山の神に感謝の意捧ぐ 闇夜の大吉山施行 (宇治の桐原町)


《城南新報2018年2月7日付紙面より》
 
 宇治川右岸の大吉山で、このほど、地域に代々伝わる施行(せぎょう)が営まれ、地元町内会有志が道すがら赤飯おにぎりやお揚げ、じゃこを供え、山の神に感謝の意を捧げた。
 施行は、いつも恩恵を受けている自然に敬意を払い、山をねぐらにしている動物たちがエサの少ない冬場に困らないよう―との願いを込める。
 桐原地区の故・曽我友彦さんが大寒に合わせて始めた寒行で、宇治の民話を集めた「宇治むかし語り」に登場。中断を経て再開し、桐原町施行の会の呼び掛けで半世紀にわたり受け継がれてきた。今年も、木村勝行さん・木村光長さん・木島よしえさんが世話方を務め、準備を整えた。

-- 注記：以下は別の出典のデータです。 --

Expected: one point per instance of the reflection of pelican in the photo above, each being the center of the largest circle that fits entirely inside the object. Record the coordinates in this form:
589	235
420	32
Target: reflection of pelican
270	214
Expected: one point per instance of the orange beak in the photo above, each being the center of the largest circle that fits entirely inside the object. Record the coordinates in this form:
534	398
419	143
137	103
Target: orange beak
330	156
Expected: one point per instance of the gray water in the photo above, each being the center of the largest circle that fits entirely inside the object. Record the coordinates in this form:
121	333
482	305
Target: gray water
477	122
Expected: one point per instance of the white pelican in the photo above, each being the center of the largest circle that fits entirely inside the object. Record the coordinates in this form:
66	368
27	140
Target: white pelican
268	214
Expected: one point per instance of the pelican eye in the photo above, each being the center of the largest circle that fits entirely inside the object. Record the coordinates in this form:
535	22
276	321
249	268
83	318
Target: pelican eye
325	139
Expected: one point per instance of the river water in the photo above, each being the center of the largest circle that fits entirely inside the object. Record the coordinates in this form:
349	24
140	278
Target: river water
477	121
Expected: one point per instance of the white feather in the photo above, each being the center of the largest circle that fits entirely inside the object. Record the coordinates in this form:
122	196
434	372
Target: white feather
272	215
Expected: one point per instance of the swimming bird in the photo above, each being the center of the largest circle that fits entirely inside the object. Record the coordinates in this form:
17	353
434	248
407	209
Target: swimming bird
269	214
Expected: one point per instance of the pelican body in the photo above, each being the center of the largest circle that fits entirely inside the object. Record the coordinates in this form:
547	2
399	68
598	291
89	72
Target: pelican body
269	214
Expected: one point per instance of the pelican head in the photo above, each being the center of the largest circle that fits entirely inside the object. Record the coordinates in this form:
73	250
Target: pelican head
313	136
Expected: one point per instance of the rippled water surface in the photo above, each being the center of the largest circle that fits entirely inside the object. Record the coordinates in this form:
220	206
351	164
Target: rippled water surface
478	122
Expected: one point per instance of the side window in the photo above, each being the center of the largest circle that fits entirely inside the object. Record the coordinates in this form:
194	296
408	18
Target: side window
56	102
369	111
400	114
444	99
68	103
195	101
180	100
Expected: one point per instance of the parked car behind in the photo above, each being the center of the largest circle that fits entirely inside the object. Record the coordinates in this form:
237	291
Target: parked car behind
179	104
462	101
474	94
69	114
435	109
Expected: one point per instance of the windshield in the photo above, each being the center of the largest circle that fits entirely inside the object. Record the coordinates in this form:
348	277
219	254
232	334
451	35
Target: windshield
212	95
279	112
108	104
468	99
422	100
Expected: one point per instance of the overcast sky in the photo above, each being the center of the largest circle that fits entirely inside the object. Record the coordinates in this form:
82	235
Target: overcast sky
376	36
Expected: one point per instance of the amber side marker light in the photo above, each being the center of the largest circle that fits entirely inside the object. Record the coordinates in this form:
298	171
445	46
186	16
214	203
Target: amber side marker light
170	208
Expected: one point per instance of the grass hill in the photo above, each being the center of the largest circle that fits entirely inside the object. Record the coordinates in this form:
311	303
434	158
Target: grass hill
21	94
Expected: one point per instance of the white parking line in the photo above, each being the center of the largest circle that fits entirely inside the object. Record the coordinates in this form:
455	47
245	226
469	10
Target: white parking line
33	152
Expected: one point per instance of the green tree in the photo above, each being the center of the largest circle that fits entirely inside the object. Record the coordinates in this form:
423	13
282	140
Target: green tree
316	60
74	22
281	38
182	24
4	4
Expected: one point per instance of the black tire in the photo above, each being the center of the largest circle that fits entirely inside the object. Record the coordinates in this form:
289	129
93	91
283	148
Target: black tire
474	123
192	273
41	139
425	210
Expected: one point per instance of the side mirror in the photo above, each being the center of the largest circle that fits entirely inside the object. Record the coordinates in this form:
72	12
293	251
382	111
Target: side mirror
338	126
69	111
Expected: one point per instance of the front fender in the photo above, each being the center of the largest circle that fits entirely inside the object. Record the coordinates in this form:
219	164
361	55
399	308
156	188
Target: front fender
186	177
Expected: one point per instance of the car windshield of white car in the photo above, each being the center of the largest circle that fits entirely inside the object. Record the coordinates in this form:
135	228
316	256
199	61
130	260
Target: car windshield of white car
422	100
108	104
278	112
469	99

 施行には、民話をきっかけに継続参加する人形劇団主宰の前田明彦さんを含む約10人が午後6時、宇治上神社前に集まり、漆黒の闇と化した散策道へ。「せぎょう、せぎょう」の掛け声とともに、足元を懐中電灯で照らしながら歩を進めた。
 山頂に座す無縁仏の前掛けと帽子を新調し、般若心経を唱和。興聖寺を経由して下山する約1時間半にわたる道中、路傍の石碑やほこら30カ所でお供えした。